LA AGONÍA DEL ÁNGEL

Antonio Tello



Todo ángel es terrible. Y, sin embargo, ay, los invoco
a ustedes, casi mortíferos pájaros del alma, sé
quienes son ustedes…
Rainer María Rilke, Las elegías de Duino


A una hora imprecisa del alba, un golpe sordo me despertó. La brisa, que se embolsaba en la cortina con pretensión de bailarina, le daba a las hojas de la ventana esa impronta de falsa quietud que tienen las cosas recién movidas y dejaba en el aire un olor cálido y dulzón que entonces no pude identificar. Quise cerrar los ojos con la intención de volver al sueño, pero una súbita sucesión de imágenes, ideas, fragmentos de conversaciones pasadas y futuras y fugaces escenas de hechos que no coincidían con los recuerdos sino con la realidad de su acontecer, me lo impidió. Quizás es por esto que ahora me condenan, me dije y volví a pensar en el golpe que abrió la ventana. Sordo. Quiero decir un golpe apagado, sin estridencias, casi redondo de tan romo y muelle, cuyo eco parecía morir con una sensación de carne desgarrada. Quizás…

Con los ojos abiertos a la oscuridad miré otra vez la intrusión corpórea de la brisa trayendo ese olor que, aun casi diluido, evocaba los muchos gritos que llevaba dentro de mí. Gritos que alguna vez fueron voces humanas y que creí se perderían para siempre arrastrados por los torrentes que evacuan las heces de la ciudad. Ese rumor subterráneo que ascendía desde la calle como el zureo de miles de palomas atrayéndome hacia la ventana con imperiosa premura. Salí al balcón donde vi las plumas del pájaro que, supuse, había chocado contra la ventana. Quizás. Me dije quizás dejándome mojar por la lluvia tenue, sucia. Quizás, me repetí pensando en el golpe. Sintiendo su mórbida latencia atravesado por la visión del pájaro herido. O acaso enfermo, que busqué con la mirada.

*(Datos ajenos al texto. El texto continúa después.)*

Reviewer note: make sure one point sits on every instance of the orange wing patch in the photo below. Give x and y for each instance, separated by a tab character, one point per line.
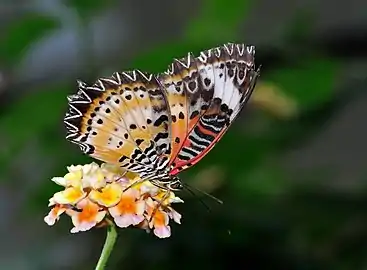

A la luz cuajada del amanecer, los techos semejan la equívoca superficie bullente de un caldero donde hierven los sueños de las personas. Esos oscuros sueños orgánicos que depara el terror y que estallan sin estridencias viciando los cielos, mientras las sombras buscan refugio detrás de los muros ante el avance de la luz. Y como una sombra perfilada en su abandono, vi al pájaro, acaso herido, tal vez enfermo, en el techo de una iglesia, balanceándose de un lado a otro como un ángel borracho abrazado a la cruz que remataba la cúpula. Llorando por algo, me dije, que nunca llegaría a comprender. Su gemido era, ahora lo sabía, ese hosco rumor que emergía de las cloacas. Esa riada turbia que inundaba las calles, donde el hedor de la inmundicia se condensaba en una niebla baja y espesa sobre las cosas.

Supe que el pájaro no iba volar. Supe que sus alas estaban rotas. Más aún, que quizás no importaba que lo estuvieran, porque nunca fueron aptas y que él mismo, habitante natural de las jaulas, no lo supo hasta que intentó el vuelo. Herido por esta revelación corrí, acaso volé, por encima de los techos. Torpe vuelo sobre un hervor de sueños muertos para salvarlo. Para salvarme, mientras la lluvia se escurría por mi rostro camino de las alcantarillas dejándome en los labios un sabor a sangre.

Llegado al techo del templo, alcancé la cúpula y, como el resto de un eco, como la borra espuria de la visión que se extinguía, me abracé a la cruz. Al hierro que oxidaba la lluvia. Y fue entonces que recordé el olor de la carne lacerada. Los brotes de dolor que arranqué de tantas entrañas con la impunidad de un ángel exterminador. Inmune a los gritos. Indiferente a la condena de ese acto. A la imposibilidad de toda salvación. Supe que mi tiempo había acabado. Que quizás lo agoté el día, cuarenta años atrás, en que sucumbí al horror y profané las leyes de la vida. Igualmente supliqué. Incapaz de comprender mi destino, continúo suplicando. A una hora imprecisa del alba, un golpe sordo me despierta y sigo en la oscuridad.